Merck & Co., Inc. Kenilworth, N.J., U.S.A. known as Merck in the United States and Canada, is a global health care leader with a diversified portfolio of prescription medicines, vaccines and animal health products. Today, we are building a new kind of healthcare company – one that is ready to help create a healthier future for all of us.
Our ability to excel depends on the integrity, knowledge, imagination, skill, diversity and teamwork of an individual like you. To this end, we strive to create an environment of mutual respect, encouragement and teamwork. As part of our global team, you’ll have the opportunity to collaborate with talented and dedicated colleagues while developing and expanding your career.
The function of this position is to assure that products manufactured within the Integrated Process Team (IPT) comply with cGMPs, operating procedures, and other applicable regulations.
Position will be 2nd/3rd shift.
Position will support the start-up of a new bulk intermediate vaccine manufacturing facility from IQ/OQ thru commercial manufacturing.
- The responsible person will manage the direct processing of materials and supervise the associated hourly workforce within the integrated process team.
- The position has specific responsibility for motivating the workforce, work performance, scheduling, task coordination, equipment and area preparation, complying with MPD requirements, and administration of personnel policies and procedures.
- Ensure materials receiving and verification in the work area, equipment cleaning and set-up, and area cleaning and verification are completed according to procedures.
- Assure that materials are properly handled and equipment is properly operated according to SOPs, guidelines, and regulations.
- Maintain control of processes and product quality by developing appropriate procedures and ensuring compliance with cGMPs, safety and environmental regulations.
- Monitor the manufacturing processes during the shift.
- Enforce the compliance with safety and environmental practices, cGMPs and OSHA regulations in work area.
- Participate in external and internal audits and inspections.
- Initiate the investigation when a quality or safety event occurs during the shift.
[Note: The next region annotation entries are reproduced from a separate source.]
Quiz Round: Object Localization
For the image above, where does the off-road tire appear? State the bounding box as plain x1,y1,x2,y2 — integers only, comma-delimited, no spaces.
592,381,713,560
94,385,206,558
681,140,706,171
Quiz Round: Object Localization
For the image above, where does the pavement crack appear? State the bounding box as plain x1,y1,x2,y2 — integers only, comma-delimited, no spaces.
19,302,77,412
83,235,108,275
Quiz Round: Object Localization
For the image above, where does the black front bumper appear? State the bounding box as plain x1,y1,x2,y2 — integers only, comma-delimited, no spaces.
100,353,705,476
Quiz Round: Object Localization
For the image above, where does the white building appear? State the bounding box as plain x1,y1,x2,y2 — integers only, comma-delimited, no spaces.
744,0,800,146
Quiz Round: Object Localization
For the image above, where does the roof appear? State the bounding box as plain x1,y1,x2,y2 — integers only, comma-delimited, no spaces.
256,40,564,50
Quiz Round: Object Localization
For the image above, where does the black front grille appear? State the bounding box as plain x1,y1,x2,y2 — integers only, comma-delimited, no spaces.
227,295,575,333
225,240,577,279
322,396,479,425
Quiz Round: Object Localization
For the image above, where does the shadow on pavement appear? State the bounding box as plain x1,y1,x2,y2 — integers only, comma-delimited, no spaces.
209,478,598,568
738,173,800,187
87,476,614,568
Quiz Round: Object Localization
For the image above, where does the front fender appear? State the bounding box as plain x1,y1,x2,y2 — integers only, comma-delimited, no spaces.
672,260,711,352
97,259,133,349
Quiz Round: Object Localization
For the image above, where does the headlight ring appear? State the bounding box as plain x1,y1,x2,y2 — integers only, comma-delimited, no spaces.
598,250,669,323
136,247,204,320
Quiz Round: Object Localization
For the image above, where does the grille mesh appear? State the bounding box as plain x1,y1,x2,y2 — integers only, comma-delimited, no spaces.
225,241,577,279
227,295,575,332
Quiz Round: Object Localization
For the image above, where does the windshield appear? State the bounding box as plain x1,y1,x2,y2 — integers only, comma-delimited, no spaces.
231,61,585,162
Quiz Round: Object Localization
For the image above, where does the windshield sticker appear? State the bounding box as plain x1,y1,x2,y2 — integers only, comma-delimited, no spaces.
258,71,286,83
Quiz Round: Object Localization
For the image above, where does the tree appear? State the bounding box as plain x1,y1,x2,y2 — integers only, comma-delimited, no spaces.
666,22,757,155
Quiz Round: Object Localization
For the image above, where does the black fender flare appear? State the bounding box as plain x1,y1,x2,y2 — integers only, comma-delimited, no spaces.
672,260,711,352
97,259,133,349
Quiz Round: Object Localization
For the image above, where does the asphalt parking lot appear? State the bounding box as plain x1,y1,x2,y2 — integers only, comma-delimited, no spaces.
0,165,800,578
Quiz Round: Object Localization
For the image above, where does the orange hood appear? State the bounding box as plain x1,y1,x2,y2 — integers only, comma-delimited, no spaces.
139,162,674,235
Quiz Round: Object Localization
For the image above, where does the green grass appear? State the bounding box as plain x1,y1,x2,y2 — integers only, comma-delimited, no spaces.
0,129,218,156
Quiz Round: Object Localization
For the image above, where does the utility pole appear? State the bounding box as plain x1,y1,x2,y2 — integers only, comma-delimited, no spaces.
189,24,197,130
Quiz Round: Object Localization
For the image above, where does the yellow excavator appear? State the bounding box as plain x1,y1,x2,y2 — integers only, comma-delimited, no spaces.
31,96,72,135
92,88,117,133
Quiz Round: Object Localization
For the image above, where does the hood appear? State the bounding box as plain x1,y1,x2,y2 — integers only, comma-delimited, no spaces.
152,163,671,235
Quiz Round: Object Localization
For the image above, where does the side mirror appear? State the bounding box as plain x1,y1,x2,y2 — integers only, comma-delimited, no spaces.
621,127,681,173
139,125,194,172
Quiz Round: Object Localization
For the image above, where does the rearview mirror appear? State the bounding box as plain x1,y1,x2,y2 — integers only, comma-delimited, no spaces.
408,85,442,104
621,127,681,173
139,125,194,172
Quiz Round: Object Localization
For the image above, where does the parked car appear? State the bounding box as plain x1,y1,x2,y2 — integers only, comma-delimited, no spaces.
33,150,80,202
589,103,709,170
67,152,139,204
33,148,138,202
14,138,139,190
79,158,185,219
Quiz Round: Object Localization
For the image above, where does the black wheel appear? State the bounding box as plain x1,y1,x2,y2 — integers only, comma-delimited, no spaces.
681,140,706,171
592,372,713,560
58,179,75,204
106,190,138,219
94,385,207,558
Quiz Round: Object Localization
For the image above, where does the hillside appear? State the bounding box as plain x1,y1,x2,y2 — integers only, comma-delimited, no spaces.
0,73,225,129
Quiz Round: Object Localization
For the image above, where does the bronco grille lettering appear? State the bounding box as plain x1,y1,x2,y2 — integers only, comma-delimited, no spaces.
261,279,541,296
- Work with IPT members from Quality and Technical Operations to properly handle unplanned events.
- Ensure that corrective actions are implemented.
- Ensure that personnel under his/her supervision are properly trained in cGMPs, procedures, good documentation practices and regulatory matters.
- Monitor personnel practices to ensure compliance with SOPs, practices and regulations.
- Participate in design and implementation of training and development programs.
- Supervise and motivate hourly employees.
- Perform performance management and disciplinary process.
- Collaborate with IPT members in the identification and implementation of continuous improvement initiatives and action plans.
- Support activities in the areas of cost containment, efficiency, productivity, energy conservation, waste minimization, operational excellence and lean practices.
- Bachelor Degree
- Six months experience in responsible line or staff position related to pharmaceutical production or 2 years supervisory experience.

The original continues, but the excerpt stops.